Vervolgens wijst hij –zeer terecht– op de consequenties van een gefixeerdheid op individuele autonomie. De nadruk die gelegd wordt op de autonome mens kan deze mens ook schaden. In de hulpverlening aan thuislozen moet niet gewacht worden op zijn initiatief, omdat dit in de praktijk neerkomt op het niet bieden van hulp. Nuy bepleit een vorm van modern paternalisme. Hij noemt dat ”bemoeizorg”. Dat is de gewenste professionele houding. Deze houding berust op de erkenning dat een deel van de individuele autonomie fictie is.

Weldoen
Dat betekent dat twee principes met elkaar verzoend worden: het principe van de autonomie en het principe van wat hij noemt het weldoen. Want het volgen van alleen het principe van de autonomie leidt tot niets. De door hem bepleite vorm van weldoen is een vorm van zorg die in een permanente spanning zit van professionaliteit en roeping.

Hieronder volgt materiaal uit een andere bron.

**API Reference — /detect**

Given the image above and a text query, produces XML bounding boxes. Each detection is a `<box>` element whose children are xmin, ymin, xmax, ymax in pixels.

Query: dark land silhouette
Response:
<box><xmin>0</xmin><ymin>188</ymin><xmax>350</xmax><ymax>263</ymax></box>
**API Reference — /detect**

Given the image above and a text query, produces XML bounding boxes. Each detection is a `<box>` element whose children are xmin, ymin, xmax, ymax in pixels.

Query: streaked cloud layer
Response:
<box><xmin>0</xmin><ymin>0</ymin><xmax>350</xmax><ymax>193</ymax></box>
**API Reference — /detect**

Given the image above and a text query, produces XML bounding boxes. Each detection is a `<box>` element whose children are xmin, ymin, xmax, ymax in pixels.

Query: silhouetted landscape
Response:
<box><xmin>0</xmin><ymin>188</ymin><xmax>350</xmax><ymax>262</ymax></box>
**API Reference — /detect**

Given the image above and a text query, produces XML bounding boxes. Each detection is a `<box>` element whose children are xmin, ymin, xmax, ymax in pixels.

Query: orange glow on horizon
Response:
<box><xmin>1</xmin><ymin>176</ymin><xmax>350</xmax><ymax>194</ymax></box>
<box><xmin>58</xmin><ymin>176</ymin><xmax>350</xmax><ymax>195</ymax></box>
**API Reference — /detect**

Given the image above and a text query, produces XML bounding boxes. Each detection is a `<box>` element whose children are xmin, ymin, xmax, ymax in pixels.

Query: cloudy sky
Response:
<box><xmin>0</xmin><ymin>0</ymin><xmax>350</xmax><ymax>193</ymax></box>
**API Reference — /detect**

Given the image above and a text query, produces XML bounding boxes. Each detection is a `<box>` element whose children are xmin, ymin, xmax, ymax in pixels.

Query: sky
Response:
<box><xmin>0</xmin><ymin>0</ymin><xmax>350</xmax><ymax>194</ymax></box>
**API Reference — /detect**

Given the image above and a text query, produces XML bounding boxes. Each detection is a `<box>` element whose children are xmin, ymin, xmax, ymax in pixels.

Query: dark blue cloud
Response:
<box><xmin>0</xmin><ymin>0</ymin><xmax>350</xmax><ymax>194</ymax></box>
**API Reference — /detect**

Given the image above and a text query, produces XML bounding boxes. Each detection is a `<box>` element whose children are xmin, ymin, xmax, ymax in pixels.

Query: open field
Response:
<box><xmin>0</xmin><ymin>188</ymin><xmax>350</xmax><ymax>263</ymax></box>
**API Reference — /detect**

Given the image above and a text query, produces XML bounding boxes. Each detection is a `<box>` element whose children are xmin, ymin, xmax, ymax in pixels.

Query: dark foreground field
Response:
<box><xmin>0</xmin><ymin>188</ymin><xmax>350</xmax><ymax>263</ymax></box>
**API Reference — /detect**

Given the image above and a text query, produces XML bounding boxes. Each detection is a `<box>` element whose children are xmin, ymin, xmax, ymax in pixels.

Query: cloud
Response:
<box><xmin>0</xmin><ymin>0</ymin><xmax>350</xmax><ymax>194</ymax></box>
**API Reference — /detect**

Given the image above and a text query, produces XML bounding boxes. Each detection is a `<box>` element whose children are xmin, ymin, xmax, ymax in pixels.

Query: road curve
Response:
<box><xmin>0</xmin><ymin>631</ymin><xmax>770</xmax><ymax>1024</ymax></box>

Met name richting thuislozen die alle hulp als bevoogdend ervaren is dit een probleem. De hulpverlener zal zich hier voluit als mens, met mededogen, moeten presenteren. In situaties waarin de behoefte aan medemenselijkheid het hevigst is, is het de kunst als hulpverlener te volharden en de grens tussen drang en dwang niet subtiel te overschrijden. Alleen zo bestaat er in onze financieel rijke samenleving perspectief voor de thuisloze.

Tot slot vermelden we dat dit boek voorzien is van een hoofdstuk ”Fotogalerie”, bestaande uit een selectie foto's uit het alledaagse leven van de thuisloze. Wie zich verder in het onderwerp wil verdiepen, treft achter in het boek naast een zakenregister een uitgebreide Nederlandse Bibliografie Thuislozen aan.